Nun bin ich kein libertärer Autor, sondern ein liberaler, und mein Anliegen ist eine Verbesserung der Situation für Männer und nicht eine Verschlechterung der Lage von Frauen. Vor diesem Hintergrund bin ich eigentlich dafür, dass mit staatlicher Hilfe wenigstens vier oder fünf Männerhäuser errichtet werden, um zu sehen, ob dafür überhaupt ein Bedarf vorhanden ist. Im US-Bundesstaat Ohio und in der Türkei gibt es solche Einrichtungen bereits, in Dänemark sind die drei bestehenden Männerhäuser sogar dermaßen überfüllt, dass ... nun ja ... die Männer sich fast um den Zutritt prügeln. Dem deutschen Männerrat zufolge hat die Polizei der Stadt Bamberg Bedarf für ein Männerhaus geäußert, da auch viele Männer von häuslicher Gewalt betroffen seien. Im Südtiroler Bozen gibt es ein Männerhaus für verarmte männliche Scheidungsopfer. Es ist durchaus möglich, dass sich die Nachfrage von Männern nach einer entsprechenden Notunterkunft als weit geringer herausstellt als bei den Frauen (nicht jedes Konzept der Opferhilfe passt für jede Gruppe), aber das käme auf einen Versuch an. So weit zu meiner bisherigen Position. Nun aber ist die Stellungnahme von Andreas Aumann dermaßen unverschämt, dass es mich schon reizt, aus reiner Daffke zu diesem Anlass einmal libertäre Kleidung anzuprobieren.

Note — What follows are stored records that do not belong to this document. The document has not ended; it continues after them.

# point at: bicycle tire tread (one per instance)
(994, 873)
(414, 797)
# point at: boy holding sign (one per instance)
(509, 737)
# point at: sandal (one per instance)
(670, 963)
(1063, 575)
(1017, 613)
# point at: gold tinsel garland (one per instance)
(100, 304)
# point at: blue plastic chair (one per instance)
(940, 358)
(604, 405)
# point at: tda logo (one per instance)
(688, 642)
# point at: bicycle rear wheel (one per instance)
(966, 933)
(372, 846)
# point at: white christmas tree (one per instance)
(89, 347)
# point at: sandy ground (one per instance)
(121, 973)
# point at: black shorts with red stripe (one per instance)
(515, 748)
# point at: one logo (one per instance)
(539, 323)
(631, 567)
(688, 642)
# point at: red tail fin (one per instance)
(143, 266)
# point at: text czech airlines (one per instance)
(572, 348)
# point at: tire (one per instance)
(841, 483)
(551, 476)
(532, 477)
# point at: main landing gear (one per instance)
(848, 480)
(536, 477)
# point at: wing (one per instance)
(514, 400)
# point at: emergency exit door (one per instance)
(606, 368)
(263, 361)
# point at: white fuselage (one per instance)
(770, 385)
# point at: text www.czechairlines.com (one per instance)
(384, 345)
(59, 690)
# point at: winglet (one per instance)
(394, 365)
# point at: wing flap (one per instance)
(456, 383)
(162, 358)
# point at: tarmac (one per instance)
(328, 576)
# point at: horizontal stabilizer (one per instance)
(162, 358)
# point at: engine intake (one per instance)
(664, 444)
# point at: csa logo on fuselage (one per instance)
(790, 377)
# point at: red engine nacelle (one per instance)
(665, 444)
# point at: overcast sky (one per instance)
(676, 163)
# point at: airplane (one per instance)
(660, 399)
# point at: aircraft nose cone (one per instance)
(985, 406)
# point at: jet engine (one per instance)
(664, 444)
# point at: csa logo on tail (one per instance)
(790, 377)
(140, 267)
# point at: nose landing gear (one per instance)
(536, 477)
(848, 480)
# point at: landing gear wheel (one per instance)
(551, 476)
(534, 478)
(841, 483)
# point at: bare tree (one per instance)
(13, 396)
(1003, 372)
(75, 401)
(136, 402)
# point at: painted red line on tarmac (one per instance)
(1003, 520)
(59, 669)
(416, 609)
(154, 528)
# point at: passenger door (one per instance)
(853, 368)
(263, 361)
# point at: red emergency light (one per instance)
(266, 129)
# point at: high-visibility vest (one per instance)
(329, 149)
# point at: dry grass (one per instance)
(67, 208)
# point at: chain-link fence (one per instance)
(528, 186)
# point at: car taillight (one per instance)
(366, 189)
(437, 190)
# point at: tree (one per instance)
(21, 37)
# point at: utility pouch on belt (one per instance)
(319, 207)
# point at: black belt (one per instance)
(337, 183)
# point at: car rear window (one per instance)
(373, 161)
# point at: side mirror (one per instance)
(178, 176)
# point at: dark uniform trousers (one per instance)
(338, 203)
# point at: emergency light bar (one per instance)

Dem Spiegel-Online-Artikel zufolge ist das Männerhaus in Berlin zwar aufgrund ausbleibender Zuschüsse vom Senat vor die Hunde gegangen und steht jetzt kurz vor der Zwangsversteigerung. Immerhin aber hat es volle 13 Jahre durchgehalten. In Oldenburg hingegen sei – ebenfalls ganz ohne staatliche Bezuschussung – die wirtschaftliche Situation entspannt und die Bilanz erfreulich: Zwei Drittel der Betroffenen, die das Angebot nutzten, waren nach durchschnittlich drei Monaten Aufenthalt in der Lage, eine eigene Wohnung zu beziehen und die Beziehungskonflikte zu klären. Die Vereinskassen sind sogar so gut gefüllt, dass die Betreiber des Männerhauses planen, bald eine zweite Wohnung zu eröffnen. Für ein absolutes Pilotprojekt, wie es ein Männerhaus darstellt, das sich hierzulande auf keinerlei zurückliegende Erfahrungswerte berufen kann, ist ein voller Erfolg bei zwei Versuchen alles andere als schlecht. Das Konzept das staatsfreien Selbstverwaltung scheint funktioniert zu haben und man kann sich für spätere Anläufe an den Erfolgsrezepten der Betreiber bedienen.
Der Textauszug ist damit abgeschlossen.